Google gets data in ways which many other companies don't. The company also understands value. It's this mash-up of the two which allowed it to disrupt the online advertising industry with the innovative idea of low-cost Google Ads which helped generate value for publishers and advertisers alike and which created a different, but welcome, kind of value for consumers looking for particular products and services.
It has now done it again with market research. The idea of market research to back a product, support a new logo or help refine a brand's positioning or a service has recently been given short shrift because of time and cost. In a tough economy where resources are scarce and budgets small, there is little luxury to spend time and money on focus group testing and extensive market research before implementation.

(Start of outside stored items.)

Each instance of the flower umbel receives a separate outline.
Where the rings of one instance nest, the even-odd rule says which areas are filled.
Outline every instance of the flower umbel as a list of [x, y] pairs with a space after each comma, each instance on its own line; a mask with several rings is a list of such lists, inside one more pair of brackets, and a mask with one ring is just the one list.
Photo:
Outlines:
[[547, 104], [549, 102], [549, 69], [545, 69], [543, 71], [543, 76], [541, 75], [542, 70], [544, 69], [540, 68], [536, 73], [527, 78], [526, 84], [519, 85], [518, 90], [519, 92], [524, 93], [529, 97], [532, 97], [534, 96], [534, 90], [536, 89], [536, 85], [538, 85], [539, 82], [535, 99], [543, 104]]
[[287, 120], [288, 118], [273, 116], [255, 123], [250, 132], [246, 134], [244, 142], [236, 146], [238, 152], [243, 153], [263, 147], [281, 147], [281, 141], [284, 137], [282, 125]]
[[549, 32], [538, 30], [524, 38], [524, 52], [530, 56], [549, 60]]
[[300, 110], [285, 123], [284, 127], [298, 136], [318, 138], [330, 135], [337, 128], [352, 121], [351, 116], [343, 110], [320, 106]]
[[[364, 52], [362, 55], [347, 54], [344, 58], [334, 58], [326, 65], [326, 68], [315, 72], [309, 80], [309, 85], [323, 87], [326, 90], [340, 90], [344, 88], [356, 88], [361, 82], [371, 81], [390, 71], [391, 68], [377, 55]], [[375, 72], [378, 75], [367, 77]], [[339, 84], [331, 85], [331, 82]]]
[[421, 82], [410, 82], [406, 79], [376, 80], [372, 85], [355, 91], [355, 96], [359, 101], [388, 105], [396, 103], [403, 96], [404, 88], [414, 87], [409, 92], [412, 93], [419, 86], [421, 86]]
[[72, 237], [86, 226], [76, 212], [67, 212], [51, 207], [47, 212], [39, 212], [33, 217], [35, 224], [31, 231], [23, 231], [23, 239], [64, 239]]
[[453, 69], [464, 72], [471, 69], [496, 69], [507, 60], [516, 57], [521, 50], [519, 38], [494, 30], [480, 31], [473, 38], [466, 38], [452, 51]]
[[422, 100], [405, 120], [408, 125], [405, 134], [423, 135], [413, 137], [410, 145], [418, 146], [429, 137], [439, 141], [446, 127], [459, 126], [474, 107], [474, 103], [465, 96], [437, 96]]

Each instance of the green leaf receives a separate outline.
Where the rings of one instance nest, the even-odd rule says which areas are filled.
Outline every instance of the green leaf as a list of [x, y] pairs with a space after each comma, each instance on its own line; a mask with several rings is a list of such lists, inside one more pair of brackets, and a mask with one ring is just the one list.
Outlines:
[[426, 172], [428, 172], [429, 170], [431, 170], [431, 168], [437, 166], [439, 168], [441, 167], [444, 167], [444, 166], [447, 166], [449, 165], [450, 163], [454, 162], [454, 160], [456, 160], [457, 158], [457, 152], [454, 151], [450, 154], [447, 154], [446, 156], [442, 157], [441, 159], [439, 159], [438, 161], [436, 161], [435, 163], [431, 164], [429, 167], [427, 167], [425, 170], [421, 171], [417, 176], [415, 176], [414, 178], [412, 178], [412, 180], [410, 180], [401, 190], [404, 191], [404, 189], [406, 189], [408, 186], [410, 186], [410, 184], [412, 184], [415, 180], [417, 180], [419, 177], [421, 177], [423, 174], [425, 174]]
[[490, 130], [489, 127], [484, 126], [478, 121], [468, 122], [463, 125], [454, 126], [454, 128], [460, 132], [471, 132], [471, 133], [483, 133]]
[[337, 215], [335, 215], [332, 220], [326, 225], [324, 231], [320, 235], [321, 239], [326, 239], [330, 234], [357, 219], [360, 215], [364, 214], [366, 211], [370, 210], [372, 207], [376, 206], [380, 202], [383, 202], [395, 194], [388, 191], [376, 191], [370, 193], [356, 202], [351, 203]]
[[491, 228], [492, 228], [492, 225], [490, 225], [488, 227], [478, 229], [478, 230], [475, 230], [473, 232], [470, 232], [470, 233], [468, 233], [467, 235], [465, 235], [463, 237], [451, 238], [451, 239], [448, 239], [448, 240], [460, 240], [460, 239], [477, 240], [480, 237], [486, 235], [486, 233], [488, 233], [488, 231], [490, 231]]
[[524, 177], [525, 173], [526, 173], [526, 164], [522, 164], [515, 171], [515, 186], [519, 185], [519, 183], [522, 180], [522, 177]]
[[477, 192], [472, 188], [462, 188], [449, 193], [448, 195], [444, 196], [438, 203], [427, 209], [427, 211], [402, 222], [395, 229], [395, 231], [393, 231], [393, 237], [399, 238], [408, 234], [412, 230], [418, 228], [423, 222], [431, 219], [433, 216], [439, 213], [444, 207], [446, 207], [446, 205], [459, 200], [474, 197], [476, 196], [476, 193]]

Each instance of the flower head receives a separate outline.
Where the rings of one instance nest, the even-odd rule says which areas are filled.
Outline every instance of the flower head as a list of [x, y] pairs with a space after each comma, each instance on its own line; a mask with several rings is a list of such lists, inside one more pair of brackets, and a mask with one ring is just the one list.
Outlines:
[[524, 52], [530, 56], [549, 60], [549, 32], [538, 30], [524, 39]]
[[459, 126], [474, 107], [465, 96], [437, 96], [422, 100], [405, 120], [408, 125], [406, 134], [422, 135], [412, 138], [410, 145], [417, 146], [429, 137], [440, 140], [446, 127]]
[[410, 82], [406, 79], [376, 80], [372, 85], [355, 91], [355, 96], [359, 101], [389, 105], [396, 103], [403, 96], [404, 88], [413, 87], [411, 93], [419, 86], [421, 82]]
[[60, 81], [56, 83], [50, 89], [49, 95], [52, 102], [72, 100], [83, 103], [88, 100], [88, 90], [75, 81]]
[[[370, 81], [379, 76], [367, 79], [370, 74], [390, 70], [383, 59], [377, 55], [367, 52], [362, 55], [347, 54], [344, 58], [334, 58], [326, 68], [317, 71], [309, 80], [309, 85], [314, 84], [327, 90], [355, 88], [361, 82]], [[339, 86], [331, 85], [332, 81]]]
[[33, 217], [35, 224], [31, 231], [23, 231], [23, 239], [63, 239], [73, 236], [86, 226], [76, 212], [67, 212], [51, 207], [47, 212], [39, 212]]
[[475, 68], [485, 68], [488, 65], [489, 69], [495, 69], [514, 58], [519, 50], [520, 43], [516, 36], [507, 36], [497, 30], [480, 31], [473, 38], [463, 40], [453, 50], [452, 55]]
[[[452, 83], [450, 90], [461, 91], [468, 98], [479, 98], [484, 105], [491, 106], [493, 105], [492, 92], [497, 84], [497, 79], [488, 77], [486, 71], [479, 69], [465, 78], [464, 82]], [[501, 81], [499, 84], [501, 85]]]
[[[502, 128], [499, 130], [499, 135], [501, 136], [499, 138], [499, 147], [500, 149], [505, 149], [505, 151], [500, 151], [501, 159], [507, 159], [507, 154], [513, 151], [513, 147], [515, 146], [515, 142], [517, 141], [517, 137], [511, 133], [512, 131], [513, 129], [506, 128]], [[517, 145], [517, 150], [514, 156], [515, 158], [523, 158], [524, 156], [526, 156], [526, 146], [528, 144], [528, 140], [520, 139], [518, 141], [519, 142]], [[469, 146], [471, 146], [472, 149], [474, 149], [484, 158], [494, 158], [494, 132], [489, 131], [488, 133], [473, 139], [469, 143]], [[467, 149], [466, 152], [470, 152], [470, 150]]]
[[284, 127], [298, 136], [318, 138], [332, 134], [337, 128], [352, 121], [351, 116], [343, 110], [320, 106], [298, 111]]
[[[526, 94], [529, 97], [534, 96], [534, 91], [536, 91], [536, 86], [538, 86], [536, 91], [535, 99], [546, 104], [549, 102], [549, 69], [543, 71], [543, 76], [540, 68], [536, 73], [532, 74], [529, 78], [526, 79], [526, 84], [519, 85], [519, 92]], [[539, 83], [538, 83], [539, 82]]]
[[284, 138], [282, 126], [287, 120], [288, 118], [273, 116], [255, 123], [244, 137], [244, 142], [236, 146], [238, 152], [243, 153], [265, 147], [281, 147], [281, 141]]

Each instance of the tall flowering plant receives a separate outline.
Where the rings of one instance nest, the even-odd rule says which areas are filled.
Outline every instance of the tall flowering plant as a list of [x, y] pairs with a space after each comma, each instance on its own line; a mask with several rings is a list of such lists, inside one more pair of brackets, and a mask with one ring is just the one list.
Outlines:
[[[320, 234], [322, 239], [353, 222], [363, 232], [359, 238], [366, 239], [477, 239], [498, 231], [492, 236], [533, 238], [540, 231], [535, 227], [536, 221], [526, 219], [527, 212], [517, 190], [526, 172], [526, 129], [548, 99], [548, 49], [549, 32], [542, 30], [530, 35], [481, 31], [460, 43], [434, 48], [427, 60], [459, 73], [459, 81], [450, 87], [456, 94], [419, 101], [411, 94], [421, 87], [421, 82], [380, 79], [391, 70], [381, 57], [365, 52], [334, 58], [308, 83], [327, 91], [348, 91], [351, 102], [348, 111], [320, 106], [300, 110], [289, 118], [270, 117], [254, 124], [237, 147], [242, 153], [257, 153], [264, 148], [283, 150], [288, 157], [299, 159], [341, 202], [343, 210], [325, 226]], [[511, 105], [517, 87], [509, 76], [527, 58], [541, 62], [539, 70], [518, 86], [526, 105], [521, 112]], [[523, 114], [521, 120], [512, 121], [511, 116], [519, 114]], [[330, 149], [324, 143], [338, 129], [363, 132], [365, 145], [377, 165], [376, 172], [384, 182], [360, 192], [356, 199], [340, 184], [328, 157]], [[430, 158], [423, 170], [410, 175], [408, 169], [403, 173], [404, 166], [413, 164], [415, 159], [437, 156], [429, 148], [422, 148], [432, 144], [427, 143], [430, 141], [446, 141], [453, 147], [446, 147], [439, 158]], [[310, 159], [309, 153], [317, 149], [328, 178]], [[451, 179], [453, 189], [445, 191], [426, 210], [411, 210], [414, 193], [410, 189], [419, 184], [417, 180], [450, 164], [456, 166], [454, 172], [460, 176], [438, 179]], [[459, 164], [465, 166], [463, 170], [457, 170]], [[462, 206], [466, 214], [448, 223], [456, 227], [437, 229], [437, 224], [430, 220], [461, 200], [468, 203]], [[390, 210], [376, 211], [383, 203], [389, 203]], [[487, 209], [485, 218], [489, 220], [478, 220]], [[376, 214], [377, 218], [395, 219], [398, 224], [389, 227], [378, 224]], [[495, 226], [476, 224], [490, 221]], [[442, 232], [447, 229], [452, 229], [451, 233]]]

This has led us to the interesting notion of on-the-fly testing and changes led by actual customers through social media interaction and direct feedback. While this may save costs it also leads to damage where a brand has to retract after an expensive logo re-design. One need only remember the Gap logo fiasco and the noise made over Starbucks when they changed theirs to be convinced that the cost of rectifying the damage closely matches and occasionally outweighs that of proper market testing in the first place.
Unfortunately the lack of cash is hard to argue with and pragmatism usually wins out. All of which make Google's new Customer Surveys service which allows any business, large or small, to set up a survey on a particular topic. This could range from a service to a logo change to a new product. Google takes this survey, presents it as a pop-up in front of an audience which fits the specified demographics and gives you back a detailed report of the responses.
The cost starts at just 10 cents per response and the service is only available to US businesses at present. The beauty of the system is that you have total control, you specify the questions, demographics, number of responses you want (your market testing sample size) and cost per response. The site owners whose sites the response appears on get a cut. Google gets a cut. You get to pay little and have back a detailed report backed by the data provided by the entire Google machine. Everyone wins.
Google, at the moment, says they are experimenting with the service but should it take off it may suddenly make every single business as data-driven in its marketing decisions as Google itself is and that can only mean an improvement in marketing and the return it provides.